Bicarbonate extractable soil phosphorus



The procedure for extracting phosphate looks more difficult than that for nitrates :(

OH NO!! Someone took these super helpful videos off of youtube! I can't find any replacements either. Uber sad face!

KCl extractable soil nitrate

Susanna and I are working on writing a protocol to extract ions from soil particles
into a solution that can then be analyzed by the ion chromatograph. This
guy from UCDavisIPO seems to know what he's doing. I am posing this
video for my as well as your benefit.


OH NO!! Someone took these super helpful videos off of youtube! I can't find any replacements either. Uber sad face!

This is the Ion Chromatograph:

The Ion Chromatograph.
Welcome to Frustration City, State of Aggravation. Population: 2, Susanna and myself. We have the exciting task of figuring out how to bend the will of this machine to our desires. Susanna, pouring over manuals and guides, and I, sifting through books and surfing the web, are searching for the answers.

Wednesday, May 14, 2014

High-precision Analytical Balance

On my first day, one of my tasks was assembling and calibrating this $7,500 analytical balance. I was so excited. Balances like this are by far my favorite laboratory equipment. It was shipped so neatly packed, as to be expected.

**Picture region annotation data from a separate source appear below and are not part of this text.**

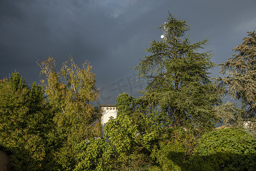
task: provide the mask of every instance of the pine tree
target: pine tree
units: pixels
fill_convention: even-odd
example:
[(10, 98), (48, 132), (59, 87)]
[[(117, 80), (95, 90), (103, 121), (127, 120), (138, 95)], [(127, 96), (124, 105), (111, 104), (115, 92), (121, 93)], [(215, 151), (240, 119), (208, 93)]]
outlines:
[(190, 26), (186, 20), (169, 14), (165, 38), (153, 40), (135, 67), (138, 78), (147, 82), (145, 95), (160, 107), (165, 121), (176, 127), (207, 129), (216, 118), (213, 106), (220, 99), (213, 92), (208, 70), (214, 66), (210, 52), (200, 52), (208, 39), (191, 43), (185, 33)]
[(247, 36), (242, 44), (233, 49), (237, 53), (220, 64), (220, 72), (227, 76), (217, 79), (219, 86), (227, 86), (230, 96), (241, 100), (242, 109), (249, 114), (243, 116), (245, 118), (256, 114), (256, 33), (247, 32)]

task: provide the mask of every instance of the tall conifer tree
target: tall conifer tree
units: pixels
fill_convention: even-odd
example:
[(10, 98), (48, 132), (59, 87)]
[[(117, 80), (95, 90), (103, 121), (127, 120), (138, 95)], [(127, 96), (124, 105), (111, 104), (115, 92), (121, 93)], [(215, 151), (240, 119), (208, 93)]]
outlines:
[(227, 76), (217, 80), (219, 85), (227, 86), (230, 96), (241, 100), (242, 108), (249, 114), (243, 116), (248, 118), (256, 114), (256, 33), (248, 32), (243, 40), (233, 49), (236, 52), (233, 57), (221, 64), (220, 72)]
[[(219, 97), (213, 92), (208, 70), (214, 64), (210, 52), (201, 52), (208, 39), (192, 43), (185, 33), (189, 30), (186, 20), (169, 13), (161, 41), (153, 40), (135, 67), (139, 79), (147, 82), (146, 94), (154, 97), (165, 121), (176, 127), (208, 129), (212, 127), (215, 115), (213, 106)], [(166, 122), (168, 123), (168, 122)]]

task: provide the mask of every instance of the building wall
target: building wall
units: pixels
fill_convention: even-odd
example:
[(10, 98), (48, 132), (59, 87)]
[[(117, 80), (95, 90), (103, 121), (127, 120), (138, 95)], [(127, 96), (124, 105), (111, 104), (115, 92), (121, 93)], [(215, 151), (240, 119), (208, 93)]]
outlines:
[(110, 117), (113, 116), (113, 118), (116, 117), (116, 108), (115, 105), (101, 105), (102, 110), (102, 116), (101, 116), (101, 138), (104, 136), (104, 128), (105, 124), (109, 120)]

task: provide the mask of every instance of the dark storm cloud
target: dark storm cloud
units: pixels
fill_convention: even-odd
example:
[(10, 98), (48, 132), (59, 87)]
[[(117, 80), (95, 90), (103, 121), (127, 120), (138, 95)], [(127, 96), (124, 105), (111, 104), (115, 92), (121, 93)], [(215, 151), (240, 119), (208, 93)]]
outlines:
[(39, 79), (35, 60), (52, 55), (60, 66), (71, 55), (78, 64), (90, 61), (102, 96), (113, 104), (120, 92), (137, 95), (141, 85), (131, 67), (151, 39), (160, 40), (161, 31), (153, 27), (168, 10), (188, 20), (193, 42), (209, 38), (205, 51), (213, 50), (213, 60), (221, 63), (246, 31), (255, 30), (255, 5), (254, 0), (0, 1), (0, 78), (17, 70), (31, 85)]

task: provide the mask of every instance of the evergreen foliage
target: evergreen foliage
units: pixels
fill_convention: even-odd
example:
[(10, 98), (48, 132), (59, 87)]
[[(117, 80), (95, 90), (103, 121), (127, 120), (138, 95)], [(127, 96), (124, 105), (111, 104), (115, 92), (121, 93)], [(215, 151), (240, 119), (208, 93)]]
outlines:
[(177, 127), (209, 129), (216, 121), (213, 106), (220, 99), (208, 76), (208, 71), (214, 66), (212, 54), (198, 51), (208, 39), (192, 43), (185, 36), (189, 30), (186, 21), (170, 14), (159, 28), (164, 27), (165, 38), (153, 40), (146, 48), (151, 55), (135, 67), (139, 79), (147, 82), (145, 90), (155, 99), (166, 121)]
[(205, 133), (194, 150), (191, 170), (255, 170), (256, 139), (241, 128)]
[(43, 170), (52, 127), (43, 87), (32, 88), (15, 72), (0, 80), (0, 142), (11, 153), (11, 170)]

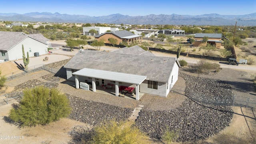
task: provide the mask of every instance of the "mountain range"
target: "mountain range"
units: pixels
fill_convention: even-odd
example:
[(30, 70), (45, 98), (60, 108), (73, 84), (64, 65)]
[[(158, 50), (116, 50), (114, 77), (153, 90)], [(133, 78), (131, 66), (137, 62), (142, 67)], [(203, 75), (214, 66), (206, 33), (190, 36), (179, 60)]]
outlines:
[(61, 14), (58, 12), (30, 12), (24, 14), (0, 13), (0, 20), (15, 22), (57, 23), (107, 23), (130, 24), (170, 24), (195, 25), (256, 26), (256, 13), (243, 15), (223, 15), (216, 14), (197, 16), (172, 14), (150, 14), (132, 16), (116, 14), (108, 16), (90, 16)]

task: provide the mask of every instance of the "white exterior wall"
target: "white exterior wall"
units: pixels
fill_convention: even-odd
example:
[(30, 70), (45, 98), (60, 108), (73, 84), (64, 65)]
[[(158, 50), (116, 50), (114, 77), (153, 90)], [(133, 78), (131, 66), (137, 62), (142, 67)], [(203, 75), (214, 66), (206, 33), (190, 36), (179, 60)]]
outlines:
[(162, 82), (158, 82), (157, 90), (148, 88), (148, 80), (146, 80), (140, 84), (140, 92), (166, 97), (167, 84)]
[(172, 72), (171, 73), (171, 75), (168, 82), (168, 89), (166, 91), (166, 94), (168, 94), (169, 92), (171, 90), (172, 87), (174, 85), (176, 82), (178, 80), (179, 72), (179, 66), (178, 64), (175, 64), (173, 67)]
[[(22, 44), (24, 46), (26, 58), (27, 52), (28, 52), (29, 57), (31, 58), (34, 56), (34, 53), (36, 52), (38, 52), (39, 55), (42, 55), (46, 54), (48, 52), (48, 45), (30, 37), (27, 37), (6, 53), (6, 56), (7, 54), (8, 55), (8, 60), (14, 60), (22, 58)], [(29, 48), (31, 48), (31, 52), (29, 52)]]
[(72, 71), (71, 71), (71, 69), (66, 68), (66, 72), (67, 72), (67, 80), (74, 82), (75, 76), (72, 76)]

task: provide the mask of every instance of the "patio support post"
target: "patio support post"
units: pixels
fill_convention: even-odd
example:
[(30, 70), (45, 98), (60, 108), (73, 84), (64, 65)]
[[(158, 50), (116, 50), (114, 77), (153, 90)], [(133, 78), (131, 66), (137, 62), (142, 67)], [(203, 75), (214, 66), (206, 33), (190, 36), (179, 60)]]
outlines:
[(136, 84), (136, 100), (140, 100), (140, 85)]
[(118, 87), (118, 84), (119, 82), (116, 81), (116, 96), (118, 96), (119, 94), (119, 87)]
[(76, 88), (79, 88), (79, 80), (78, 79), (78, 76), (75, 76), (75, 80), (76, 81)]
[(92, 78), (92, 91), (94, 92), (96, 92), (96, 84), (95, 84), (95, 78)]

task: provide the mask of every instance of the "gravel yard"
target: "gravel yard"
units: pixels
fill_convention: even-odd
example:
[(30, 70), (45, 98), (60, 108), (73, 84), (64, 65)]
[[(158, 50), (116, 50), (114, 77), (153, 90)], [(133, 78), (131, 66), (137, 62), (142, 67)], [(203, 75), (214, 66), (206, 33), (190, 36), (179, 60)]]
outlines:
[[(47, 66), (60, 68), (68, 60)], [(188, 97), (199, 102), (206, 99), (215, 102), (218, 98), (218, 101), (225, 103), (231, 100), (234, 94), (252, 97), (250, 93), (255, 93), (249, 74), (228, 68), (210, 74), (191, 73), (181, 68), (178, 80), (167, 98), (145, 94), (140, 101), (76, 89), (67, 84), (74, 82), (62, 78), (59, 78), (59, 82), (56, 83), (52, 80), (56, 80), (54, 76), (41, 71), (6, 84), (14, 87), (12, 92), (20, 92), (37, 85), (48, 86), (52, 82), (52, 87), (66, 94), (70, 100), (72, 110), (69, 118), (92, 126), (112, 118), (127, 120), (135, 108), (142, 105), (134, 126), (150, 137), (158, 139), (168, 127), (178, 133), (180, 142), (204, 139), (218, 133), (229, 126), (233, 117), (230, 106), (206, 105)]]

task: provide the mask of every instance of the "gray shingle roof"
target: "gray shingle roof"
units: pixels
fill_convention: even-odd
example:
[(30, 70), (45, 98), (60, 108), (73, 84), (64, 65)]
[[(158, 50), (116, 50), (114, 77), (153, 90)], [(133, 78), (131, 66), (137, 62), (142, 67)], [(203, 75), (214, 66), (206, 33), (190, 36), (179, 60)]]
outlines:
[(137, 55), (144, 55), (151, 56), (155, 56), (154, 54), (148, 51), (149, 52), (146, 52), (147, 51), (143, 50), (140, 46), (136, 45), (128, 47), (125, 47), (122, 48), (120, 49), (114, 50), (110, 52), (114, 52), (118, 54), (137, 54)]
[(136, 38), (138, 37), (138, 35), (134, 34), (133, 33), (128, 32), (126, 30), (118, 30), (116, 31), (111, 31), (109, 32), (105, 32), (100, 34), (99, 34), (98, 35), (95, 36), (95, 37), (100, 37), (106, 34), (114, 34), (120, 38), (123, 38), (125, 37), (131, 37), (132, 38)]
[[(40, 35), (41, 36), (40, 36)], [(44, 36), (42, 34), (36, 34), (31, 35), (31, 36), (37, 36), (40, 39), (37, 40), (46, 43), (45, 40), (46, 38), (44, 38), (44, 41), (42, 41), (44, 40), (42, 37)], [(36, 38), (34, 38), (31, 36), (30, 36), (30, 35), (28, 35), (20, 32), (0, 32), (0, 38), (0, 38), (0, 50), (8, 51), (28, 36), (36, 39)]]
[(46, 37), (44, 36), (41, 34), (28, 34), (28, 36), (44, 43), (46, 42), (46, 41), (49, 40), (48, 39), (46, 38)]
[(89, 50), (80, 51), (64, 66), (147, 76), (147, 79), (168, 82), (176, 58), (132, 55)]
[(205, 36), (208, 36), (209, 38), (220, 38), (222, 37), (221, 34), (204, 34), (204, 33), (196, 33), (195, 36), (195, 38), (203, 38)]

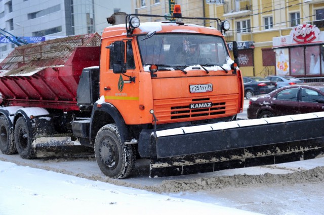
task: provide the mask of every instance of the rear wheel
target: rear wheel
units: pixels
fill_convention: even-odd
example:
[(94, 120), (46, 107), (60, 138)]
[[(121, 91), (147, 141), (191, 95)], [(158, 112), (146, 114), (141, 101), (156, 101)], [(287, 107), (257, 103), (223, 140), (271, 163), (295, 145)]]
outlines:
[(254, 95), (254, 93), (252, 90), (248, 90), (245, 92), (245, 97), (247, 98), (247, 99), (250, 99), (250, 98)]
[(4, 116), (0, 116), (0, 150), (4, 154), (11, 154), (17, 152), (14, 135), (10, 132), (10, 125)]
[(19, 155), (24, 159), (34, 157), (33, 137), (30, 131), (25, 118), (19, 117), (15, 126), (15, 143)]
[(265, 111), (261, 113), (259, 116), (259, 118), (268, 118), (273, 117), (274, 115), (271, 112), (268, 111)]
[(100, 170), (110, 178), (126, 178), (135, 165), (135, 148), (122, 142), (115, 124), (106, 125), (99, 130), (95, 141), (95, 154)]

It took me over an hour to set up and calibrate it but was completely worth it. This thing is accurate to 1mg. That's 0.001g! Astounding!
$7,500 analytical balance.
Before: crazy.
After: clean.
Also on the first day of the internship, Susanna and I unpacked and organized all of the equipment into the new lab space.


On the plus side, I was given my own lab workstation to use.

My humble workspace. 

Pre-internship work

The sedum and native prairie plants that we are going to use for our experiment arrived several weeks ago and needed to be planted quite a while before the start of the internship. And so, we planted them in their respective roof garden trays as the experimental design dictated.
Planting the native species in a predetermined random configuration.

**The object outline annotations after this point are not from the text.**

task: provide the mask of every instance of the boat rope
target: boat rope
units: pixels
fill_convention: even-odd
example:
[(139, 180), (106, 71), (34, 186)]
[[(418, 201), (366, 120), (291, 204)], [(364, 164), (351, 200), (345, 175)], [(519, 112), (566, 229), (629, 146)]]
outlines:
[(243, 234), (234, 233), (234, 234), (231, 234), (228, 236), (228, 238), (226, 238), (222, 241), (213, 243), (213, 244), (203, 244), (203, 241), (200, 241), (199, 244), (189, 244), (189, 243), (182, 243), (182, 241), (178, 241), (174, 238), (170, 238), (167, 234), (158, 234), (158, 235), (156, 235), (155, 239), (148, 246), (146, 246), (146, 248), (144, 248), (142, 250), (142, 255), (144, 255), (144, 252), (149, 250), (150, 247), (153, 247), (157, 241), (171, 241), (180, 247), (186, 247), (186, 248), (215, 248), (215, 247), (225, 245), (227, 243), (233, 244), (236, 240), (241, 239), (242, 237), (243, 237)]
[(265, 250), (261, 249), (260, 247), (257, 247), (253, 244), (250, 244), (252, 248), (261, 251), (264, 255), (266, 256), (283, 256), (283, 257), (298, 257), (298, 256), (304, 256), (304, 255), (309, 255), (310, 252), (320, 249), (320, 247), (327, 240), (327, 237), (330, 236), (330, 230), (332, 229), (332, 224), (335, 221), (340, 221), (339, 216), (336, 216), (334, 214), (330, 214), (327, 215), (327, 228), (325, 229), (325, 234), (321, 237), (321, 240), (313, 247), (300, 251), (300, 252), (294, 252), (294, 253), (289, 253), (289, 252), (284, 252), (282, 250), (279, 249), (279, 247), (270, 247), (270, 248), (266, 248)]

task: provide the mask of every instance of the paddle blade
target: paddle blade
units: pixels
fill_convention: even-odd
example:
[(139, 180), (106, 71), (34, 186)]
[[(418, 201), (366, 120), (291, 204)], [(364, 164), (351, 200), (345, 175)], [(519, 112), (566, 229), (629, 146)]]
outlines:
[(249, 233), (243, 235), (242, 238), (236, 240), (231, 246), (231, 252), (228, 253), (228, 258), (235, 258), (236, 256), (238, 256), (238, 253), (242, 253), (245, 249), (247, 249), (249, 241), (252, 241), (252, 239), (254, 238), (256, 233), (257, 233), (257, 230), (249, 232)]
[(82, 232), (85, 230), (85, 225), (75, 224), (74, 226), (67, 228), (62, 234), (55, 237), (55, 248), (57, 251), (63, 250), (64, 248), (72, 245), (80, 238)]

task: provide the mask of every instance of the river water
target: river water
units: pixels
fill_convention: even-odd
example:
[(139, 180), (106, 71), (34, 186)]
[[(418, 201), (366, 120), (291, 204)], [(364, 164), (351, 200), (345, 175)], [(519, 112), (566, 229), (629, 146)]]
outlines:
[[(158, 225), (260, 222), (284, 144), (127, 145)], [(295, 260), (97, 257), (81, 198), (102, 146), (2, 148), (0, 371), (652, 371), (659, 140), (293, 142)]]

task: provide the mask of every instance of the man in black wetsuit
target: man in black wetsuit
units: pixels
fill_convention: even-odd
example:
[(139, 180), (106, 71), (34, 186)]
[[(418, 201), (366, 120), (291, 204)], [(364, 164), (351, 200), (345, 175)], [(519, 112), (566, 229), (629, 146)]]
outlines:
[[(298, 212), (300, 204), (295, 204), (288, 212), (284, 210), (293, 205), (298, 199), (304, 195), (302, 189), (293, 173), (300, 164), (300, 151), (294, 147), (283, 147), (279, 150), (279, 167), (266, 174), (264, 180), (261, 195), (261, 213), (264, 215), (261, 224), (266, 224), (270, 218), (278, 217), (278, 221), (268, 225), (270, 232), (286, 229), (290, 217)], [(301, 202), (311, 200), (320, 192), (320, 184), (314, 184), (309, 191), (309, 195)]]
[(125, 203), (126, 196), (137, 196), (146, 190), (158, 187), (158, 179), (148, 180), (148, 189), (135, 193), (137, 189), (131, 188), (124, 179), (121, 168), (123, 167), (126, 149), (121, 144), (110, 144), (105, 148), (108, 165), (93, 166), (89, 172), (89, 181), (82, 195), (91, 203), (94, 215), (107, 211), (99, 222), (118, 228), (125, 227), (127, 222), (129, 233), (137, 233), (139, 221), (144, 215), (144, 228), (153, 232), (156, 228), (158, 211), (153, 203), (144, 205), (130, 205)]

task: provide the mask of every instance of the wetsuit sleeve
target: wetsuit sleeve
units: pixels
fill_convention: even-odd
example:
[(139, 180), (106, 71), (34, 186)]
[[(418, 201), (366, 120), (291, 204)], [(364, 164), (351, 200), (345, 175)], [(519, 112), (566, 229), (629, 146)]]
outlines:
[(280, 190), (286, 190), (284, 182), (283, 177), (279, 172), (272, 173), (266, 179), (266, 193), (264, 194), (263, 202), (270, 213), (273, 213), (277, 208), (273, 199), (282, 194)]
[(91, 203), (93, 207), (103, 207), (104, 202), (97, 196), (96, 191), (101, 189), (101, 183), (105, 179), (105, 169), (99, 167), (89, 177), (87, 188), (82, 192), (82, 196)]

Sedum species planted to cover about 80% of the soil.
I proceeded to water the trays until the start of the internship. I felt rather silly watering the empty, control trays, but it was necessary. The experiment, and really every experiment, need to have a control group as a base line to compare with the treatment groups. The empty trays, containing only soil and inoculum, act as our control groups.
Watering the sedum as well as the empty, control trays.